Lawmakers are looking to capitalize on the projected artificial intelligence-fueled growth in data centers, as states muscle for position as the industry’s most desirable locations.
Some of the more than 30 states currently offering tax incentives for data centers are updating and extending those to bring in more business. Some without incentives want to create them to start vying for the business.
States are also looking to stand out by helping speed the permitting process and by allowing users of large electricity loads, such as data centers, to construct dedicated, on-site power plants.
“We can be anywhere, so why don’t we go where we are welcome,” said Steve DelBianco, president of NetChoice, a tech industry trade group whose members include Amazon, Meta and Google.
NetChoice has testified on legislation around the country, encouraging states to enact and protect data center incentives.
States, seeing a lucrative opportunity for more revenue, are responding. Lawmakers in at least eight states introduced bills this year to create new incentives for data centers or expand on existing ones: Colorado, Kansas, Kentucky, Minnesota, Mississippi, North Dakota, Oklahoma and West Virginia.
DelBianco said states should treat data centers as they do other industries, such as manufacturing, which tend not to get charged sales and related taxes on inputs to production, like machinery and equipment.
The tax treatment is worth billions to the data center industry given that they refresh their servers and equipment every four or five years. Critics question whether the tax breaks that states give to the industry, which services the world’s richest companies, are worth it for taxpayers.
Industry advocates say building data centers is capital-intensive and requires incentives to catalyze the investment, which helps raise revenue for states.
Those advocates also contend that states stand to make billions in tax revenue. The data center industry spent nearly $100 billion in 2024, more than any other industry. Those funds trickle down to states and local governments in the form of jobs and other activity that produces tax revenue.
In 2023, the data center industry supported nearly 4.7 million jobs and contributed $162 billion in tax revenue nationwide, which was used by states to fund education, public safety, and transportation, according to Dan Diorio, senior director of state policy at the Data Center Coalition.
“An increasing number of states are recognizing that data centers invest in communities, create significant supply chains, enable workforce ecosystems, and generate considerable state and local tax revenue,” Diorio said.
The opportunity for state economic growth follows expanding applications for AI, which depends on a herculean amount of computing power. Data centers provide computing infrastructure for everything from AI-assisted internet searches to uses in health care, finance, retail and manufacturing industries.
The resulting demand for data centers also has created a surge in demand for electricity, putting states on the hook to both meet the need and respond to related concerns about higher energy costs and the environment.
The scale is enormous. Demand for data center capacity is estimated to rise between 19% and 22% annually through 2030, according to McKinsey & Co.

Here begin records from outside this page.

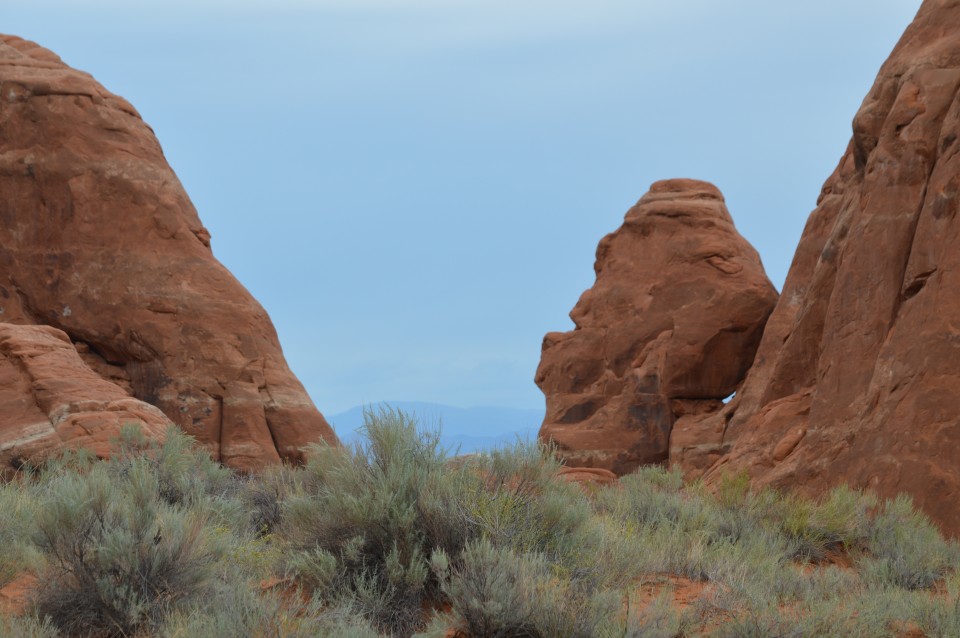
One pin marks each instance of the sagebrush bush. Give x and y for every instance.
(905, 549)
(391, 537)
(120, 556)
(366, 520)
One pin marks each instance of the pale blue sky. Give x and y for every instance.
(415, 190)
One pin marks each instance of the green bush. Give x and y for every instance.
(364, 524)
(120, 555)
(905, 549)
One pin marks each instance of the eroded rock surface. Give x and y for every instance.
(856, 380)
(50, 400)
(668, 330)
(99, 240)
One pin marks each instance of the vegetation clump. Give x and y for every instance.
(393, 538)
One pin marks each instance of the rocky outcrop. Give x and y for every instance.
(99, 239)
(856, 379)
(50, 400)
(668, 330)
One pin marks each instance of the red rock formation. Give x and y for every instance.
(99, 239)
(856, 379)
(668, 329)
(50, 400)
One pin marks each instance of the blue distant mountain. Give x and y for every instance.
(462, 430)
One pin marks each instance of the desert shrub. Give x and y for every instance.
(185, 473)
(263, 496)
(27, 627)
(119, 556)
(904, 549)
(366, 521)
(659, 620)
(16, 504)
(497, 592)
(815, 528)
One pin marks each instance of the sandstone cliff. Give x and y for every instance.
(856, 379)
(667, 331)
(99, 240)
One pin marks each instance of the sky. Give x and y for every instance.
(414, 190)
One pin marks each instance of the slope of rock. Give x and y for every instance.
(99, 239)
(49, 400)
(668, 330)
(856, 379)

Three incentive bills have become law this year, including measures in Kansas, Kentucky and West Virginia.
In West Virginia, Gov. Patrick Morrisey (R) signed a comprehensive measure that allows data centers to build their own independent dedicated power generation.
Under a 2022 law, only two so-called microgrids were permitted in the state, and both were required to be powered by renewable energy. The new law removes the cap on the number of permissible microgrids and allows them to use any type of fuel, including coal or natural gas. Another newly enacted law would create a permitting dashboard to operate as a one-stop shop for obtaining and renewing permits for critical infrastructure projects and projects delivering significant economic development.
The laws “will make West Virginia the most attractive state in the country for data centers,” Morrisey said in a statement.
The new Kansas law establishes a sales tax exemption for 20 years for data center operators investing at least $250 million. Kentucky expanded its existing sales and use tax exemptions beyond Louisville. It set a $450 million investment threshold for the data center to receive the benefit, which then may be received over a 50-year lifetime.
In Colorado, Sen. Nick Hinrichsen (D) introduced a comprehensive, bipartisan bill that would provide 20-year sales and use tax exemptions to data center developers. While the measure died, it was the first such bill to make it out of committee after recent attempts led by other lawmakers — a sign Hinrichsen took to try again next year.
He said in a recent interview that a data center could really help his Pueblo-based district, which is losing a coal-fired power plant and the $25 million in property taxes it provides.
“The school districts are going to get hit the hardest,” Hinrichsen said. “We’ve been really looking at what makes sense to replace it, and there’s nothing that is both feasible and comes close to the economic impact except for … a hyperscale data center.”